Why to use the mean of the quantiles as initial values in ‘optim’?

This post is actually one of the vignettes that accompany the bayestools package, and I’m sharing here because vignettes does not seem to enjoy of the same spreading potential as blog posts.

One issue with the use of the optim function for parameter approximation from a ser of percentiles and quantiles is that it requires initial values for its heuristic search of values. If these initial values are much distant from the unknown real parameter value, then the function has serious problems with convergence and may produce results that are simply wrong. In pre-release versions of findParams the initial value was a vector of 1s corresponding to the number of parameters to estimate (e.g., c(1, 1) when estimating mean and sd in pnorm), but this produced simply wrong results when, for instance, the real mean was 10 or a larger value.

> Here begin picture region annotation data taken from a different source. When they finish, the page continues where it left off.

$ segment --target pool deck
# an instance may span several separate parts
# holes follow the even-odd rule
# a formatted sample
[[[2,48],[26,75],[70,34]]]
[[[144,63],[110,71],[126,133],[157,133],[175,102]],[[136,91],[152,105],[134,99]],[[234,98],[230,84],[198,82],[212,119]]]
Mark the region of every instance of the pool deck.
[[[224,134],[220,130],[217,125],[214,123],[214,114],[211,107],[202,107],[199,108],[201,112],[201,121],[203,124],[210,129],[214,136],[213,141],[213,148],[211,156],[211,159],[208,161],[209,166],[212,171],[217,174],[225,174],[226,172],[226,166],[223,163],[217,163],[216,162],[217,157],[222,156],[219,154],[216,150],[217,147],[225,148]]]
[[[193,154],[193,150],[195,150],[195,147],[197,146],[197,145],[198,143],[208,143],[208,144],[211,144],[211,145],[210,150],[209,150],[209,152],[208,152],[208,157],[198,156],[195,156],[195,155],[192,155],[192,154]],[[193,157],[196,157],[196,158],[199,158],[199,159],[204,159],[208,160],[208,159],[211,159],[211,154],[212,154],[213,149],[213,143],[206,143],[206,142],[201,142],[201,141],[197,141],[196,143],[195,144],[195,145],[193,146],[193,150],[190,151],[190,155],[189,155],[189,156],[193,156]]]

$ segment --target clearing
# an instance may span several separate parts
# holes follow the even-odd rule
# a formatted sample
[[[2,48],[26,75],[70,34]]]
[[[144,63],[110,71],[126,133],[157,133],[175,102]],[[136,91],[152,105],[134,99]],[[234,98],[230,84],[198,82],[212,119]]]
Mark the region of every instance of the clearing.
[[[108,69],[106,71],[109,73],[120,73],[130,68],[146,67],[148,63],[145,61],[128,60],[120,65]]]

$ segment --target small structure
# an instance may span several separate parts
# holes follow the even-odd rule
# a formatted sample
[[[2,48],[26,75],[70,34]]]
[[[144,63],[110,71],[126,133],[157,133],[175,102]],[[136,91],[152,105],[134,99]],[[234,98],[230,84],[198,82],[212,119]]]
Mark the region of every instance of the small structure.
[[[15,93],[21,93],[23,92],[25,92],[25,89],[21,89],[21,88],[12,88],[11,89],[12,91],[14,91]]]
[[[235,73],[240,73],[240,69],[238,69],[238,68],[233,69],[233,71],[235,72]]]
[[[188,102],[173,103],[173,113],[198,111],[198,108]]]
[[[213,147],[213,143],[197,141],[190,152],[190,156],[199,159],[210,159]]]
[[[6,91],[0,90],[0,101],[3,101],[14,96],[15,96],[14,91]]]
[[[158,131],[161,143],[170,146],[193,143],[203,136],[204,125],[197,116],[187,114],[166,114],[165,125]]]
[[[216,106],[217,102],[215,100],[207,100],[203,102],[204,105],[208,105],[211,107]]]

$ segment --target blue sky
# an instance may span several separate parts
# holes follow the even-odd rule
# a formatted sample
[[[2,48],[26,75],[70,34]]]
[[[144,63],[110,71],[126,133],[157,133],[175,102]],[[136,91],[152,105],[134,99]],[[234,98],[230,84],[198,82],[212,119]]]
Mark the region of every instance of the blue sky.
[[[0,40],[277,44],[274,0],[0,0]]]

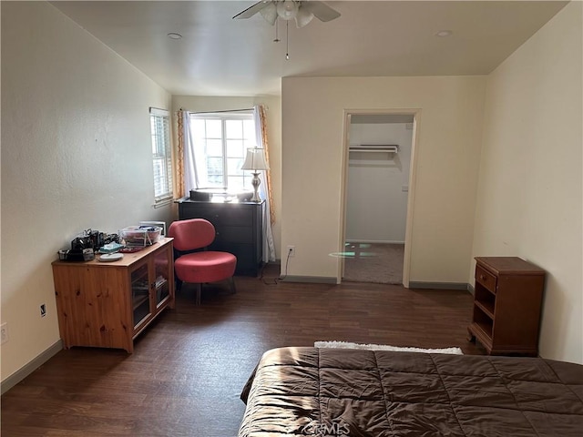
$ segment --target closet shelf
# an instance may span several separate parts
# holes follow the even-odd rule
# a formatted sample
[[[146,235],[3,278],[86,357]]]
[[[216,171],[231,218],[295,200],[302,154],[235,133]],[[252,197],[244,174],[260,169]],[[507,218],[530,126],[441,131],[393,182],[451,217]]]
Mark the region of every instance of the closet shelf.
[[[350,152],[388,152],[397,153],[399,146],[396,144],[362,144],[360,146],[351,146]]]

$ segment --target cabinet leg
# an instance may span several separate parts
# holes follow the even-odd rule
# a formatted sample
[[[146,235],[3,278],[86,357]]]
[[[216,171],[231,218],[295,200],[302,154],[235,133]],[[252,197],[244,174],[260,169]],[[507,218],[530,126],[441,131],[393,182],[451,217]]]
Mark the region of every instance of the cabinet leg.
[[[202,284],[197,284],[197,305],[200,305],[200,290],[202,290]]]
[[[470,343],[476,343],[476,336],[474,335],[474,333],[469,330],[467,330],[467,337],[466,340],[470,342]]]

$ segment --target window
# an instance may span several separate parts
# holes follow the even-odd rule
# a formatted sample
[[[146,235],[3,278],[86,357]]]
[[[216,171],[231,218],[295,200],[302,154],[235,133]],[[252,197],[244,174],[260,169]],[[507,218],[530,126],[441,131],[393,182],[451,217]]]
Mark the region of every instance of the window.
[[[156,204],[167,203],[173,197],[170,117],[167,110],[150,107],[149,120],[154,163],[154,199]]]
[[[203,161],[199,188],[252,189],[252,175],[240,169],[247,148],[257,144],[252,113],[192,114],[190,127],[195,155]]]

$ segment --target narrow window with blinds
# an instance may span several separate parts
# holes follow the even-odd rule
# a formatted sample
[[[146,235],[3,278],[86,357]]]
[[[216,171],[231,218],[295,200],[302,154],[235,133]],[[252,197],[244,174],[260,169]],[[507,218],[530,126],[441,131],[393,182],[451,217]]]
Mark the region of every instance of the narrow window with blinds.
[[[154,164],[154,200],[168,203],[172,192],[172,153],[170,149],[170,117],[169,111],[150,107],[152,159]]]

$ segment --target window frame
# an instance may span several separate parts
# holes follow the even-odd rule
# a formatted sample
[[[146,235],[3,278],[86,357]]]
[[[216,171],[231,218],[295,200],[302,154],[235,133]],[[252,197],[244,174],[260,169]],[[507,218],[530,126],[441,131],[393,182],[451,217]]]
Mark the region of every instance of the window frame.
[[[231,120],[236,120],[236,121],[244,121],[244,120],[249,120],[251,121],[253,123],[253,126],[255,124],[255,117],[253,117],[253,110],[252,109],[249,109],[249,110],[239,110],[239,111],[217,111],[217,112],[206,112],[206,113],[192,113],[190,114],[190,122],[192,122],[193,120],[220,120],[221,123],[221,137],[220,137],[220,141],[221,141],[221,149],[222,149],[222,156],[220,157],[221,160],[222,160],[222,182],[223,182],[223,188],[226,189],[231,189],[232,187],[229,186],[229,178],[230,176],[234,177],[236,175],[230,175],[229,174],[229,152],[228,152],[228,144],[227,142],[230,139],[233,139],[233,138],[229,138],[227,137],[227,122],[228,121],[231,121]],[[255,130],[255,127],[253,127],[253,130]],[[205,139],[208,140],[210,139],[209,137],[205,137]],[[212,139],[212,138],[210,138]],[[246,140],[245,137],[243,137],[242,138],[240,138],[243,141],[243,154],[241,157],[241,159],[244,161],[245,160],[245,157],[247,154],[247,148],[249,147],[257,147],[256,146],[256,140],[257,138],[255,138],[255,141],[251,141],[251,144],[245,144]],[[205,157],[205,159],[209,157],[209,155],[207,155],[206,151],[203,154]],[[218,157],[214,157],[214,158],[218,158]],[[240,177],[241,178],[243,184],[242,189],[252,189],[251,188],[251,181],[252,179],[252,175],[251,173],[248,174],[247,171],[243,170],[243,173],[241,174],[241,176]],[[249,187],[245,186],[245,182],[248,183]]]
[[[149,108],[150,137],[152,147],[152,170],[154,182],[154,207],[170,203],[174,198],[172,147],[170,143],[170,113],[168,109]],[[161,129],[158,123],[161,122]],[[161,138],[161,141],[159,141]],[[161,152],[161,153],[157,153]],[[159,161],[162,161],[160,165]],[[157,176],[157,168],[160,167],[162,175]],[[165,191],[157,193],[158,179]]]

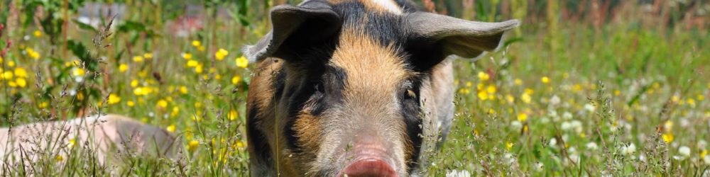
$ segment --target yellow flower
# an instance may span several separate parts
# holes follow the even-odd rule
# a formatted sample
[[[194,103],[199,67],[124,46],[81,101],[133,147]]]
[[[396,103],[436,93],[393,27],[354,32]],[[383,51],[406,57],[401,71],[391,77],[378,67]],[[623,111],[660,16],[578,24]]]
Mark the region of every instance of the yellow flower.
[[[129,70],[129,65],[128,64],[126,64],[124,63],[121,63],[121,64],[119,65],[119,72],[125,72],[126,70]]]
[[[188,67],[196,67],[198,65],[200,65],[200,63],[197,62],[197,61],[195,61],[195,60],[192,60],[192,59],[187,60],[187,64],[185,64],[185,66],[187,66]]]
[[[545,84],[548,84],[548,83],[550,83],[550,78],[549,78],[549,77],[547,77],[547,76],[543,76],[543,77],[542,77],[542,78],[541,78],[541,79],[540,79],[540,81],[542,81],[542,83],[545,83]]]
[[[488,98],[488,94],[485,91],[479,91],[479,93],[476,96],[479,97],[479,99],[481,99],[481,101],[486,101]]]
[[[119,96],[116,95],[116,93],[111,93],[109,94],[108,101],[109,105],[116,104],[121,102],[121,97],[119,97]]]
[[[47,106],[49,106],[49,103],[47,103],[47,101],[43,101],[38,105],[38,107],[40,107],[40,108],[47,108]]]
[[[515,98],[513,97],[513,96],[510,94],[506,95],[506,100],[510,103],[515,102]]]
[[[190,59],[192,59],[192,55],[190,53],[182,53],[182,58],[189,60]]]
[[[83,76],[86,72],[84,71],[84,69],[77,67],[72,70],[72,74],[75,76]]]
[[[171,124],[170,125],[168,126],[167,128],[165,128],[165,130],[168,130],[168,132],[175,132],[175,129],[177,129],[175,127],[175,125]]]
[[[239,81],[241,81],[241,77],[239,76],[234,76],[234,77],[231,78],[232,84],[236,85],[236,84],[239,84]]]
[[[520,121],[522,122],[525,122],[525,120],[528,120],[528,115],[527,114],[525,114],[525,113],[518,114],[518,121]]]
[[[2,74],[2,75],[0,75],[0,79],[12,79],[13,76],[13,75],[11,72],[5,72]]]
[[[496,86],[490,85],[486,88],[486,91],[488,93],[496,93]]]
[[[481,81],[485,81],[491,79],[491,76],[488,76],[487,73],[480,72],[479,72],[479,79],[480,79]]]
[[[195,67],[195,72],[197,74],[202,73],[202,65],[200,64]]]
[[[17,67],[15,68],[15,76],[17,77],[27,77],[27,71],[24,68]]]
[[[143,56],[133,56],[133,62],[143,62]]]
[[[24,78],[21,77],[18,77],[15,79],[15,83],[17,84],[17,86],[20,87],[25,87],[25,86],[27,86],[27,80],[25,80]]]
[[[217,60],[222,61],[222,59],[224,59],[224,57],[226,57],[229,55],[229,52],[226,51],[226,50],[220,48],[216,53],[214,53],[214,57]]]
[[[187,143],[187,150],[195,151],[197,148],[197,146],[199,145],[200,145],[200,141],[195,139],[190,140],[190,142]]]
[[[523,101],[523,103],[530,103],[532,99],[530,98],[530,94],[528,94],[528,93],[523,93],[523,95],[520,96],[520,100]]]
[[[187,87],[186,87],[186,86],[180,86],[180,93],[182,93],[182,94],[187,94]]]
[[[246,57],[244,57],[244,56],[241,56],[239,57],[239,58],[236,58],[236,67],[238,67],[246,68],[246,67],[249,65],[249,60],[246,59]]]
[[[663,138],[663,142],[665,142],[665,143],[667,143],[667,144],[673,142],[673,134],[672,133],[670,133],[670,132],[669,133],[664,133],[663,135],[661,135],[661,137]]]
[[[229,120],[236,120],[237,117],[239,117],[239,114],[236,113],[236,110],[229,110],[229,115],[228,115],[228,118],[229,118]]]
[[[153,59],[153,53],[145,53],[143,55],[143,57],[147,59]]]
[[[168,101],[166,101],[165,100],[162,100],[162,99],[159,100],[159,101],[158,101],[158,106],[160,106],[160,108],[167,108],[168,107]]]

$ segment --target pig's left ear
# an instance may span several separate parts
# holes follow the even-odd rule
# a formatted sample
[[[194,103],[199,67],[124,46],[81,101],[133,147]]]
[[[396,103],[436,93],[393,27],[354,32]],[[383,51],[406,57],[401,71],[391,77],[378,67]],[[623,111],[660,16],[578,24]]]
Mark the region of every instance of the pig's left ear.
[[[270,57],[297,56],[300,52],[332,38],[341,26],[340,17],[322,1],[275,6],[271,8],[271,31],[256,44],[242,49],[250,62]]]
[[[505,33],[518,27],[518,20],[501,23],[469,21],[431,13],[409,13],[410,38],[441,47],[444,57],[475,58],[498,48]]]

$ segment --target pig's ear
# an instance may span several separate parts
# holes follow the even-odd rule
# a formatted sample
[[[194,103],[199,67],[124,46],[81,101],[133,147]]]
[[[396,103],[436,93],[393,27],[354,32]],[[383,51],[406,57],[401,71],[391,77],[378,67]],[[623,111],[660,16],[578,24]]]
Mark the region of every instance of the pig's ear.
[[[298,6],[278,6],[271,8],[271,31],[256,44],[242,49],[251,62],[297,55],[300,50],[332,38],[342,23],[332,6],[321,1],[306,1]]]
[[[475,58],[498,48],[506,31],[518,27],[518,20],[501,23],[470,21],[431,13],[409,13],[410,38],[441,47],[443,55]]]

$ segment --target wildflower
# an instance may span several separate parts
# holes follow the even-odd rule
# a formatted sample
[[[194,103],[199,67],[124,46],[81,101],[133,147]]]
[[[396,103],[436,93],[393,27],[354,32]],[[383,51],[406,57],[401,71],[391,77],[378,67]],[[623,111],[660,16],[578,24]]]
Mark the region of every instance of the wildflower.
[[[121,63],[121,64],[119,65],[119,72],[125,72],[126,70],[129,70],[128,64]]]
[[[163,99],[159,100],[159,101],[158,101],[158,106],[160,106],[160,108],[167,108],[168,107],[168,101],[166,101],[165,100],[163,100]]]
[[[236,113],[236,110],[229,110],[229,114],[228,115],[227,117],[228,117],[228,118],[229,118],[229,120],[236,120],[236,118],[238,116],[239,116],[239,115]]]
[[[75,76],[83,76],[86,72],[84,71],[84,69],[77,67],[72,70],[72,74]]]
[[[447,177],[470,177],[471,172],[466,170],[452,170],[446,173]]]
[[[596,143],[589,142],[586,144],[586,149],[589,150],[596,150],[597,148]]]
[[[197,146],[199,145],[200,145],[200,141],[195,139],[190,140],[190,142],[187,143],[187,150],[195,151],[195,149],[197,149]]]
[[[200,66],[200,63],[197,62],[197,61],[190,59],[187,60],[187,64],[185,64],[185,66],[188,67],[196,67],[197,66]]]
[[[670,143],[673,142],[673,134],[670,132],[664,133],[661,135],[661,138],[663,139],[663,142],[666,144]]]
[[[621,147],[621,153],[625,155],[633,154],[633,153],[635,152],[636,152],[636,145],[633,144],[633,143],[630,143],[628,145],[623,145]]]
[[[689,157],[690,156],[690,148],[686,146],[682,146],[678,148],[678,154],[684,157]]]
[[[187,94],[187,87],[186,87],[186,86],[180,86],[180,93],[182,93],[182,94]]]
[[[202,65],[200,64],[195,67],[195,72],[197,74],[202,73],[203,69]]]
[[[508,149],[508,151],[510,151],[510,149],[513,149],[513,145],[515,145],[515,144],[513,144],[510,141],[506,142],[506,149]]]
[[[39,107],[40,108],[47,108],[47,106],[49,106],[49,103],[47,103],[47,101],[43,101],[37,105],[37,107]]]
[[[143,54],[143,57],[146,58],[146,59],[153,59],[153,53],[145,53],[145,54]]]
[[[190,53],[182,53],[182,58],[184,58],[185,59],[190,60],[190,59],[192,59],[192,55],[190,54]]]
[[[525,113],[518,114],[518,121],[525,122],[528,120],[528,115]]]
[[[27,80],[25,80],[24,78],[18,77],[15,79],[15,84],[19,87],[25,87],[25,86],[27,86]]]
[[[235,62],[236,62],[236,67],[238,67],[246,68],[246,67],[249,65],[249,60],[246,59],[246,57],[244,57],[244,56],[236,58]]]
[[[165,128],[165,130],[168,130],[168,132],[175,132],[175,129],[177,129],[175,127],[175,125],[174,124],[171,124],[170,125],[168,125],[168,127]]]
[[[216,53],[214,53],[214,58],[217,60],[222,61],[222,59],[224,59],[224,57],[226,57],[229,55],[229,52],[226,51],[226,50],[220,48]]]
[[[11,72],[5,72],[1,75],[0,75],[0,79],[12,79],[13,74]]]
[[[76,145],[76,144],[77,144],[77,139],[75,139],[72,138],[72,139],[69,139],[69,144],[67,144],[67,147],[69,147],[69,148],[72,148],[72,147],[74,147],[74,145]]]
[[[241,77],[240,77],[239,76],[234,76],[234,77],[231,78],[232,84],[236,85],[236,84],[239,84],[239,81],[241,81]]]
[[[547,76],[543,76],[540,80],[542,81],[542,83],[544,83],[544,84],[549,84],[550,83],[550,78],[547,77]]]
[[[532,98],[528,93],[523,93],[523,95],[520,95],[520,100],[523,101],[523,103],[530,103]]]
[[[490,85],[486,87],[486,91],[491,94],[496,93],[496,86]]]
[[[109,94],[108,102],[109,105],[118,103],[119,102],[121,102],[121,97],[119,97],[119,96],[116,95],[116,93]]]
[[[490,79],[491,76],[489,76],[487,73],[480,72],[479,72],[479,79],[481,79],[481,81],[485,81]]]
[[[27,77],[27,71],[24,68],[17,67],[15,68],[15,76],[17,77]]]

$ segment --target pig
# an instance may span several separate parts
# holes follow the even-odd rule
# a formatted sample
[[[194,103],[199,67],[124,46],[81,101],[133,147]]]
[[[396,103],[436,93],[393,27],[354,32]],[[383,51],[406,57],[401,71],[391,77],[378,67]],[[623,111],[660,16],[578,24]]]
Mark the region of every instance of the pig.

With a little help of simulation we can show that the best initial guess is in fact the median of the quantiles.

the following code will generate a lot of parameter estimates from several trials using different initial values. With a bit of large number theory, a decent estimate can be found. Here, q and p are quantiles and percentiles under a given, known distribution; a different anonymous function where sapply varies the values of the initial values allows to get the $par element of the optim call, and the the density plot shows that overall a median estimate approaches at the correct value. The values of q come from qDIST given the probabilities of interest (generally 0.025, 0.5, and 0.975). For instance: qbeta(p = c(0.05, 0.5, 0.95), shape1 = 10, shape2 = 1) for the example below: # X = seq... is the set of values to try, from min(q) to max(q). parameters <- sapply(X = seq(0.6915029, 0.9974714, length.out = 1000), FUN = function(x) { findParamsPrototype(q = c(0.6915029, 0.9330330, 0.9974714), p = c(0.025, 0.5, 0.975), densit = "pbeta", params = c("shape1", "shape2"), initVals = c(x, x))$par
},
simplify = TRUE)

plot(density(t(parameters)[, 1]), main = "Density for shape1", xlab = "Shape1", ylab = "Density")
abline(v = median(parameters[1, ]), col = "red")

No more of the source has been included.